I first gave up motherhood many decades ago when raising two small girls as a single parent seemed overwhelming. It was a passing thought, said to kid myself out of a potentially bad mood.
Actually, I always liked children and told my new husband that I wanted an even dozen. God in His wisdom gave me two girls—and later I adopted a third. That was only the start of motherhood for me.
It seems I always had a houseful of boys and girls and seldom knew how many I would have for dinner. I never ran short of food at mealtime because I could always add a vegetable or whatever to the menu.
Because I worked full time, the rule in our house was I did the cooking so the girls had clean up duties. That is why my oldest daughter decided to learn how to cook. My second daughter and I were talking recently and agreed we did not care for tuna casserole because that was all her sister could make for many years. That was one of the pains of motherhood but, thankfully, she learned some cooking skills since then.
When my youngest daughter married, I thought I was alone at last, however, the good humor side of God demonstrated that I was not yet finished being a mother. I opened a day care. Suddenly, all the boys I prayed for when pregnant came to spend their days with me. Some were little tyrants; others were little angels—at least part of the time.
I remember one boy so well. I kept him for a lady who worked as a waitress at the local golf club. She usually worked late and sometimes worked on weekends. It didn’t matter because that little boy was “mine.” Many of our town’s residents thought he really was mine. His mother referred to me as his second mom.
One Sunday morning I took him to church. We sat in the front pew while the pastor gave his sermon. My little friend would not sit still and I put my hand on his to quiet him silently. Unfortunately, he took this as a cue to wiggle, squeeze, and talk. Again, I put my hand on his but this time I squeezed gently. After repeating this action several times under the watchful eyes of the pastor, my boy suddenly straightened his back, clasped his hands in his lap, and assumed the demeanor of a saint. Afterwards the pastor asked what I did to quiet him. Who me? I did nothing; after all I was a good mother. Finally I admitted that I squeezed my friend’s hand hard enough to let him know that he was five minutes away from disaster. He remains in my heart as one of the sweetest boys I have ever known.
Circumstances change and I took a job in a nearby city. Because motherhood is not something you can turn on and off, I missed the kids. In retrospect, I think God was giving me a necessary respite.
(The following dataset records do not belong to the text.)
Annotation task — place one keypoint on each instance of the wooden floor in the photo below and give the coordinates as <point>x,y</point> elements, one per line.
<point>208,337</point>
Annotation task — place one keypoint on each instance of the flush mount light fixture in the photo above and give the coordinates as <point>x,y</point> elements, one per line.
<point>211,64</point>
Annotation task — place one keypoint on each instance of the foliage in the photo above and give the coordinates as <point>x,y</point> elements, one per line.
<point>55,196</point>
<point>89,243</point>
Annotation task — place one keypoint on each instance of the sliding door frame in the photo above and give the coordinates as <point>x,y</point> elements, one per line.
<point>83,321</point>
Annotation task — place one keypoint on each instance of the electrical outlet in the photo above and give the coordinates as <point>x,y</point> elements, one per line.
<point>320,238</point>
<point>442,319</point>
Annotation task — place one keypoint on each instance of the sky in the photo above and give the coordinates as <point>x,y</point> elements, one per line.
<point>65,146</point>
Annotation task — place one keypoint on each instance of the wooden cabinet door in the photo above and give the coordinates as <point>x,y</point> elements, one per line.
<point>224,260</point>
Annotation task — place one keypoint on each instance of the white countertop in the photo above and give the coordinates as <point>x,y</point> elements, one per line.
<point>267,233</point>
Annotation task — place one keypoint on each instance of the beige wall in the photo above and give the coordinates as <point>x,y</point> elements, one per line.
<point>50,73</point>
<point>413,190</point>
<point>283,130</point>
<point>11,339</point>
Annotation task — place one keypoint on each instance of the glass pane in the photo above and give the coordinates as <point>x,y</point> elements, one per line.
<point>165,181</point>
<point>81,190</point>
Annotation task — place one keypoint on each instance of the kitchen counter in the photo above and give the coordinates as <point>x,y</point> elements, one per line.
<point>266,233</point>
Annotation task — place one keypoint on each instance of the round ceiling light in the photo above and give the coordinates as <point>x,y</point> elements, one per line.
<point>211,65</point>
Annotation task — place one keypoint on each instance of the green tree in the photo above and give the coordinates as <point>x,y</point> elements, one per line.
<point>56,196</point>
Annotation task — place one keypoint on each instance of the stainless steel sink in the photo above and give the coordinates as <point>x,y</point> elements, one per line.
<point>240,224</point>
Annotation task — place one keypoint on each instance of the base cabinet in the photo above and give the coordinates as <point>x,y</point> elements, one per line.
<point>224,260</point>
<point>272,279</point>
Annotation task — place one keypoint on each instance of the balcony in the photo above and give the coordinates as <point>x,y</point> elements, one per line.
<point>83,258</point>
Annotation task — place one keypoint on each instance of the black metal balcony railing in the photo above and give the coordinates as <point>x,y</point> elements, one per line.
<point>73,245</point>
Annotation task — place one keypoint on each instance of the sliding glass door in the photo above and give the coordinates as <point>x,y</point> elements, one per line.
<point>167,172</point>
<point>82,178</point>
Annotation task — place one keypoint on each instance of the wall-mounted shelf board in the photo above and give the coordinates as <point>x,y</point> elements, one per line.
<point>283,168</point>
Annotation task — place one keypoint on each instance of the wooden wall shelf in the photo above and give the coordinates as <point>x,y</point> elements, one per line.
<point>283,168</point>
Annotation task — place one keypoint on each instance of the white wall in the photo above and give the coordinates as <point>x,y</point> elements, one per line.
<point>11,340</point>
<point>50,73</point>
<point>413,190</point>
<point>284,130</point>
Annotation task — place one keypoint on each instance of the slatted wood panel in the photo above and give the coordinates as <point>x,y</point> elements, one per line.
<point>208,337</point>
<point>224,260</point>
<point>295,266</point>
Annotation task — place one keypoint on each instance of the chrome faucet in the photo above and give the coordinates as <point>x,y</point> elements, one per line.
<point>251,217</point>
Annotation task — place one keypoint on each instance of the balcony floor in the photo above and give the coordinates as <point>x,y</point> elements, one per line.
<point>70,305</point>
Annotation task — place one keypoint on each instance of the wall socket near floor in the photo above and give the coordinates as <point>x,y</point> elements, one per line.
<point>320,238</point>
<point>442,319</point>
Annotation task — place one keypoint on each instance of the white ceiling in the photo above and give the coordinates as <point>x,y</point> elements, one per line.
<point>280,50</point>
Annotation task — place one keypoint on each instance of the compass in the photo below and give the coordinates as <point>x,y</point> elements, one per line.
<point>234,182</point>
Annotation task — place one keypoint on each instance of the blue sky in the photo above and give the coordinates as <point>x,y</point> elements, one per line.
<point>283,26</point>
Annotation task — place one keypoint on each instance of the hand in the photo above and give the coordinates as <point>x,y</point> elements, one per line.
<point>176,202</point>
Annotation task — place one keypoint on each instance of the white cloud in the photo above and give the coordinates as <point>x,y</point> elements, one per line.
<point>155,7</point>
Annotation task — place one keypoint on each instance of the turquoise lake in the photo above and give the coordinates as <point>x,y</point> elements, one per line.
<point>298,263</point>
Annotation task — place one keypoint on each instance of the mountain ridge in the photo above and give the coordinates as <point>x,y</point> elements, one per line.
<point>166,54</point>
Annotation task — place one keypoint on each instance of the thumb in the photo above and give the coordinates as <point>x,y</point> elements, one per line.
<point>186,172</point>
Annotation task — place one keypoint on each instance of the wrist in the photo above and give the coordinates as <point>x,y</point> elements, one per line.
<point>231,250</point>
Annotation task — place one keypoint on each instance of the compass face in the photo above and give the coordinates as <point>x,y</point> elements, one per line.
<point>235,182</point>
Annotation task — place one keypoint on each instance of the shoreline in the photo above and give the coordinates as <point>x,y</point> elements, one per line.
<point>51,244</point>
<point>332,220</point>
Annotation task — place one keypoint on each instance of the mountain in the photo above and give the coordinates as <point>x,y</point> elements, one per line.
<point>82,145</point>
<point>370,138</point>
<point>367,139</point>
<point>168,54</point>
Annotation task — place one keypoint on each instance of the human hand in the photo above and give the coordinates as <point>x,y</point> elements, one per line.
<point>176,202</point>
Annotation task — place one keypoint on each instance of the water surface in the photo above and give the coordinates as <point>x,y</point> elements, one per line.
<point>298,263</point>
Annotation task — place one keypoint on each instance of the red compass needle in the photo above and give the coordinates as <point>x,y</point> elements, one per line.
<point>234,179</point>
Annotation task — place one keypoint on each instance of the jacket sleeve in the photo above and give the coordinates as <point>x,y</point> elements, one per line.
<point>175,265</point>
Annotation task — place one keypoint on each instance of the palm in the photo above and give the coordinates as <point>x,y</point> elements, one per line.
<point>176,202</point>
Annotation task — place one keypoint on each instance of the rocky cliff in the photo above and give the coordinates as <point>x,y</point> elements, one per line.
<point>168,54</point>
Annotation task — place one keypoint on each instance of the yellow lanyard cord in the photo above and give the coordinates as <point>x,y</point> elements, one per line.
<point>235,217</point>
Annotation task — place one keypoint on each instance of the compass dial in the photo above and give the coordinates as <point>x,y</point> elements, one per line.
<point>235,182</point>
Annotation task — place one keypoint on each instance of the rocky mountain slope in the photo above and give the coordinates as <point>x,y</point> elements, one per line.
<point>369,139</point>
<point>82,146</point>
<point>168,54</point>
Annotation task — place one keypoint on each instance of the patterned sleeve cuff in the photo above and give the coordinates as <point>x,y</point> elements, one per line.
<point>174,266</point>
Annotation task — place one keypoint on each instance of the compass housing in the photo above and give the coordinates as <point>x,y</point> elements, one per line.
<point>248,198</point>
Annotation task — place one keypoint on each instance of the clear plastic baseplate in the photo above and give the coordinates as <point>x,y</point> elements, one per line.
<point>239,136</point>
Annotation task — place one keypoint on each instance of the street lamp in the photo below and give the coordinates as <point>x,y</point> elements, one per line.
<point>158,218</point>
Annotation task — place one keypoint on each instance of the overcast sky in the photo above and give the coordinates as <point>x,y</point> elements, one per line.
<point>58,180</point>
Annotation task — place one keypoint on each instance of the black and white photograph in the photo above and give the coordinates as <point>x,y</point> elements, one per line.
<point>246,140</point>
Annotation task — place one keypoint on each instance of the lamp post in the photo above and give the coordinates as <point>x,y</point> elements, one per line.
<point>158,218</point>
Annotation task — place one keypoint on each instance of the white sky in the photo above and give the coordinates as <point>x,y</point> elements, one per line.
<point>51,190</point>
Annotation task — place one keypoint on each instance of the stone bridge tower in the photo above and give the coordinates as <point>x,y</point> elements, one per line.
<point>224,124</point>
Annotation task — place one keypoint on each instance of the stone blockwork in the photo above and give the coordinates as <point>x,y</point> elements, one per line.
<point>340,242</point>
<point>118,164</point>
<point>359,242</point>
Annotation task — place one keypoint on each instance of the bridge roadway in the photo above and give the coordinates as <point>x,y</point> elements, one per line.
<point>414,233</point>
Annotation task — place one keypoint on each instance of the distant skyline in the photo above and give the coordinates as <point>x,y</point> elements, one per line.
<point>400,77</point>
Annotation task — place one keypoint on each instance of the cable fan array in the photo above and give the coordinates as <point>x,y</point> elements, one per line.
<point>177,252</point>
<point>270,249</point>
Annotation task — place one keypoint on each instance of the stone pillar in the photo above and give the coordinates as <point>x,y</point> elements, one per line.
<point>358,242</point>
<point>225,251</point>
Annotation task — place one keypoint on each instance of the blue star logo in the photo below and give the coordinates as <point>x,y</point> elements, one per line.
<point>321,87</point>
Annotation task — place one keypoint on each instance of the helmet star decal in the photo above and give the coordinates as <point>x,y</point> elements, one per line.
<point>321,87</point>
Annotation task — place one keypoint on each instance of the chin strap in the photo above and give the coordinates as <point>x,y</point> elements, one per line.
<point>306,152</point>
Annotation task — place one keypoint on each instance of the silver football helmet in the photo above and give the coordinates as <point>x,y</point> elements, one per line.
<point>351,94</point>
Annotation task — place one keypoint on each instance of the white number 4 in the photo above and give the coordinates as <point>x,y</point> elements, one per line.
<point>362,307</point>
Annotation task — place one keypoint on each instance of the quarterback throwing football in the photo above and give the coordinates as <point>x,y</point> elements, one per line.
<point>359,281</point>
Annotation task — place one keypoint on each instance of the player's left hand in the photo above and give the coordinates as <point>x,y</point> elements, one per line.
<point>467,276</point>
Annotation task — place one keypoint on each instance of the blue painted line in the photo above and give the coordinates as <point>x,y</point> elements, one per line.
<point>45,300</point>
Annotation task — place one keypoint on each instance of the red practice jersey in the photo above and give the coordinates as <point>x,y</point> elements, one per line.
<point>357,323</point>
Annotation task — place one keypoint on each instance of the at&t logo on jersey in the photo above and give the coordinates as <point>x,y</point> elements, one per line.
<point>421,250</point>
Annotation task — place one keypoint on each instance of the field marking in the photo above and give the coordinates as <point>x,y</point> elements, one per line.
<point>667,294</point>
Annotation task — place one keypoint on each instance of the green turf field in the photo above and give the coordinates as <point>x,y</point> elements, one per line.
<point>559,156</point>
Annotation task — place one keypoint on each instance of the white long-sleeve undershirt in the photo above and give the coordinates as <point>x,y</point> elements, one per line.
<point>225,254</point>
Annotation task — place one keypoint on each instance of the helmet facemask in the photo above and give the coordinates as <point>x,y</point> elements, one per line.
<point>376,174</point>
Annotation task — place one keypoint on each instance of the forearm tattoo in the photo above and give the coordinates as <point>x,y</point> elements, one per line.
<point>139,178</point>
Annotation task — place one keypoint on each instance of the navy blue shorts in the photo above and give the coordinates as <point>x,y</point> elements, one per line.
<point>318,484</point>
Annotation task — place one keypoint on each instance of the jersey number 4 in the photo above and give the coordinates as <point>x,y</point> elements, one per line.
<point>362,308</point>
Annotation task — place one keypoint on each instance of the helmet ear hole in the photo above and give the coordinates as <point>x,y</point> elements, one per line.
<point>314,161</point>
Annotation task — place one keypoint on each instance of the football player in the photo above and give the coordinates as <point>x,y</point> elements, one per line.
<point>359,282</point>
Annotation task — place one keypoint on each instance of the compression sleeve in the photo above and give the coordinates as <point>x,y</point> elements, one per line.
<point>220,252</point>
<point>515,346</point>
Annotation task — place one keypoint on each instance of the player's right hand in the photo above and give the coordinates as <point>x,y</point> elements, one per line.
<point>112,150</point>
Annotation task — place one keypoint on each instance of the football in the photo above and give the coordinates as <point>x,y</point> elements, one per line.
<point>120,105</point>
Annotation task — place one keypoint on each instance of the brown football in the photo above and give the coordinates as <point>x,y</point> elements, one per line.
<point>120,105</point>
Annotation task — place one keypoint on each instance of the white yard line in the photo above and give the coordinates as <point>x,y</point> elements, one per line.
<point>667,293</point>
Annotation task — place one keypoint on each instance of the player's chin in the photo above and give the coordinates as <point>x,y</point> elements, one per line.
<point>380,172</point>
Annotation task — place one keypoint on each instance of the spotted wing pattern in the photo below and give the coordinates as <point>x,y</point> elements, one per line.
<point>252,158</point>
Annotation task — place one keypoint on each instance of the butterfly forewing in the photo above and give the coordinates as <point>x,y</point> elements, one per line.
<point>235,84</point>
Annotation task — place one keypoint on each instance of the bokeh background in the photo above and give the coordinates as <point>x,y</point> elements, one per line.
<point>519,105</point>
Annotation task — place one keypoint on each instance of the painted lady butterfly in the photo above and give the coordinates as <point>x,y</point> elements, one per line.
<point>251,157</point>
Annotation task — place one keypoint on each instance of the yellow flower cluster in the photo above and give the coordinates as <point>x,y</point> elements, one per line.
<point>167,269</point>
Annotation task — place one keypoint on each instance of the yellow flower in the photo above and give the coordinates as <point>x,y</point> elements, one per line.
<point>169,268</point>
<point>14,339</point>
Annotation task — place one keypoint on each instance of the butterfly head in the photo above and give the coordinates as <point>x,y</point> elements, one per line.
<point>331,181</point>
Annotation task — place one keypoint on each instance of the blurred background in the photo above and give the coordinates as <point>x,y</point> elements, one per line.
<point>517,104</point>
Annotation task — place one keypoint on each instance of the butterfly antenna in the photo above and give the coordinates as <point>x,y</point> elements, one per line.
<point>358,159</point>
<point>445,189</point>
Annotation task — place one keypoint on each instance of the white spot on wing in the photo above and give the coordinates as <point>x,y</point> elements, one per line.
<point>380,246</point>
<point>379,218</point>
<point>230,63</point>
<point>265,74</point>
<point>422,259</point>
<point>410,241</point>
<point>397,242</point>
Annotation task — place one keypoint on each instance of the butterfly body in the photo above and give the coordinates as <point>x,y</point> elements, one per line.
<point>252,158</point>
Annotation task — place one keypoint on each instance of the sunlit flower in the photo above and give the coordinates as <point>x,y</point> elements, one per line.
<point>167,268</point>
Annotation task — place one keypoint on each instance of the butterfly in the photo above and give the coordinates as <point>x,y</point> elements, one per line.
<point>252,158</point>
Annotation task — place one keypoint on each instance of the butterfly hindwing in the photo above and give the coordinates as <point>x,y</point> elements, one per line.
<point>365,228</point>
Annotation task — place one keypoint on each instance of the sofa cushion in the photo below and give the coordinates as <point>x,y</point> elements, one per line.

After a few years, unexpected heart surgery forced me into retirement. God is still laughing about that word as it applies to me. Why? Now I live near my youngest daughter who has two small boys and a girl on the way. Who babysits every day? I do, of course.
My oldest daughter told me not long ago that I am the busiest retired person she knows. I hope so. I know I miss the children when I am not there to play with them, even when they are behaving as typical two year olds. Actually, the oldest was trying my patience yesterday and by the time his mother came home, he had lost his privileges for the evening. So when she called me today and said I didn’t have to watch them because she didn’t have to work, I said that I was looking forward to it. Laughingly, she asked: “After yesterday? I thought you gave up motherhood for Lent?’
Behavior problems are part of a child’s growth and what makes us sharpen our motherhood skills, The best part of giving up motherhood for Lent—or any time your patience wears thin—is that God knows you won’t stick it out anymore that we stick to our diets or New Year’s resolutions. I hope I continue to give up motherhood for Lent for many additional years. Those words: “I love you, Grandma” and all the hugs and kisses make the temper tantrums unimportant.